Grenzdialog Im Anschluß an unsere eigene “Alltags-Grenz-Suche” in Hamburg, verstehen wir den “Grenzdialog” als einen weiteren Exkurs. Wir nutzen diese Experiment um eine Vorstellung dafür zu entwickeln, wie der Begriff “Grenze” von anderen unserer Generation verstanden und gebraucht wird. Uns interessiert, was man heute als Grenze empfindet, Grenzerfahrung, Grenzüberschreitung bzw. welche Bedeutung Grenzen haben. Wie und wo nimmt man sie überhaupt im alltäglichen Leben wahr? Welche Assoziationen und Emotionen verbinden andere damit? Dazu haben wir Leute in unserem Umfeld befragt und hier auszugsweise die wichtigsten Fragen bzw. Antworten aufgelistet.

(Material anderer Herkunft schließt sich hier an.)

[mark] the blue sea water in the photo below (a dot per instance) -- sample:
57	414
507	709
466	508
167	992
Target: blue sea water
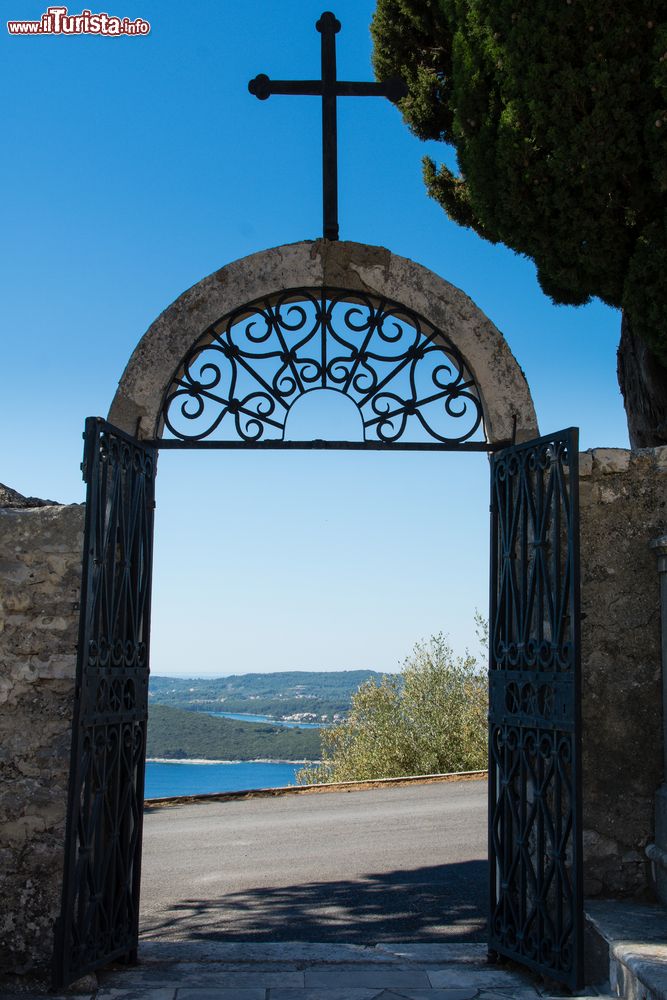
186	778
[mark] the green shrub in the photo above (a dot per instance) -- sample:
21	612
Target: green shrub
430	719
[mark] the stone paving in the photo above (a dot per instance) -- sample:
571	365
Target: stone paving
301	971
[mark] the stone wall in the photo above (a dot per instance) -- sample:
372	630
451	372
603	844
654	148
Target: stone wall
40	570
623	507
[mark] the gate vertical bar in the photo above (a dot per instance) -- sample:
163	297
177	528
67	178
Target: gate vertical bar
99	919
535	794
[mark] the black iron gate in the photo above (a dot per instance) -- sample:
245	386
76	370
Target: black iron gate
535	853
100	905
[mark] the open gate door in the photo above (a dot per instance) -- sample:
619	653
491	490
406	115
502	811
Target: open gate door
100	904
535	850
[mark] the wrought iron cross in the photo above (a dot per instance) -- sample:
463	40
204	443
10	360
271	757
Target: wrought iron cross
329	89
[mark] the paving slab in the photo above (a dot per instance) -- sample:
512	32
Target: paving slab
222	994
488	978
164	993
375	977
318	994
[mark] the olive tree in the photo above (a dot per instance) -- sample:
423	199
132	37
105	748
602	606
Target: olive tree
430	719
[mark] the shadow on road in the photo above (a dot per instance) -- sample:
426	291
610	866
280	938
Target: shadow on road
438	903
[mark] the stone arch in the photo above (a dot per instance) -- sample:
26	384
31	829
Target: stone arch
505	398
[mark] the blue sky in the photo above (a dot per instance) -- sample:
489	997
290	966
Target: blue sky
134	167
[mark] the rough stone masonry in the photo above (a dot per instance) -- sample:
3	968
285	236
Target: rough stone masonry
623	507
40	576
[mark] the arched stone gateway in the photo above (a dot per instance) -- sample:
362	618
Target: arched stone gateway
229	364
378	276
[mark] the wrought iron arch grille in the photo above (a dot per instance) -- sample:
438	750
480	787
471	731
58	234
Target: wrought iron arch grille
240	380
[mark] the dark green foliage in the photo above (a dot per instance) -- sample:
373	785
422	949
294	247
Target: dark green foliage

Grundsätzlich ist festzustellen, dass bei unseren Fragen auf ganz unterschiedliche Art und Weise geantwortet wurde. Zudem werden mehrheitlich eher positive Assoziationen mit dem Begriff “Grenze” in Verbindung gebracht. Diesbezüglich fühlen wir uns in unserer persönlichen Annahme bestärkt, dass Ländergrenzen immer mehr an Bedeutung verlieren. Die wenigsten verknüpfen das Bild von einem Grenzübergang im Kopf mit den klassischen Elementen wie z.B. gelbem Flutlicht und scharfen Kontrollen. Vielmehr verbindet unsere Generation positive Ereignisse wie Urlaub, Spass, Abenteuerlust, andere Sprachen und Kulturen mit der “Grenzüberwindung”.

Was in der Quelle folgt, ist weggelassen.